Монах посмотрел на него внимательно, ответил не сразу.
— А что такое, княже, «жить»? — спросил он. — Вечной жизни нет предела…
— Я не про то, про земное..
Монах опять посмотрел, и доброе лицо его впервые помрачнело. Курбский был не рад, что спросил, — он боялся ответа.
— Земной — недолго… — строго ответил отец Александр. — Не спрашивай меня, княже, я что почую, то скажу, а может, это грех? Не спрашивай, не мучай себя: не о том надо мыслить — что пользы в пустых годах?
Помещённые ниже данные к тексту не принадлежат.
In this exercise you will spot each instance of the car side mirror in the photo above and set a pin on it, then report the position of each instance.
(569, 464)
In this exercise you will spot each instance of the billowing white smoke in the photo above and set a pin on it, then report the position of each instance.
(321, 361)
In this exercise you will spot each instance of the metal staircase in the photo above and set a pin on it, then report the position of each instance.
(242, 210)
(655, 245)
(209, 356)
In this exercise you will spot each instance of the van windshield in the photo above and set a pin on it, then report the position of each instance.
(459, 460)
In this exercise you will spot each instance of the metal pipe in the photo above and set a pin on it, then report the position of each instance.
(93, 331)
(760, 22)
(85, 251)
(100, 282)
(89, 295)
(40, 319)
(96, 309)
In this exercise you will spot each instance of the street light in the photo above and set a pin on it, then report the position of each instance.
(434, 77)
Курбский стоял, опустив голову, повторялось в нем неустанно: «Земной — недолго…» Он не мог сердиться на старика, но и примириться с этим не мог. Простились, однако, они хорошо; уезжая, Курбский обещал после Пасхи приехать опять — перед отъездом в Вильно к королю. Отец Александр пошел проводить его до мостков через замерзшую пока протоку. Лед уже почернел, выступили лужи в сахаристом снегу, слепило глаза мартом, цвенькали синицы. Иеромонах благословил, прижал и поцеловал Курбского.
— Где-нибудь, а увидимся, — сказал он. — Надежды не бросай, легче живи, князюшка. Тяжело тащишь, не гордись, не подымай сверх сил…
Возвращаясь из Владимира через Ковель в середине февраля, княгиня Александра Курбская-Семашкова узнала, что проехал в имение князь со слугами, и обрадовалась и испугалась: до сих пор она всегда чувствовала его господином строгим, как и до замужества, и вслух никогда не называла по имени, а только «милостивый князь», за что он сердился. Когда она нежданно из бедной шляхтенки — прислужницы Марии Козинской — стала княгиней, ей было это и странно, и чуть смешно, и, главное, страшновато. Только когда его привезли из Дерпта бального и слабого, ей стало проще — как сиделка она была даже нужнее ему, чем он ей.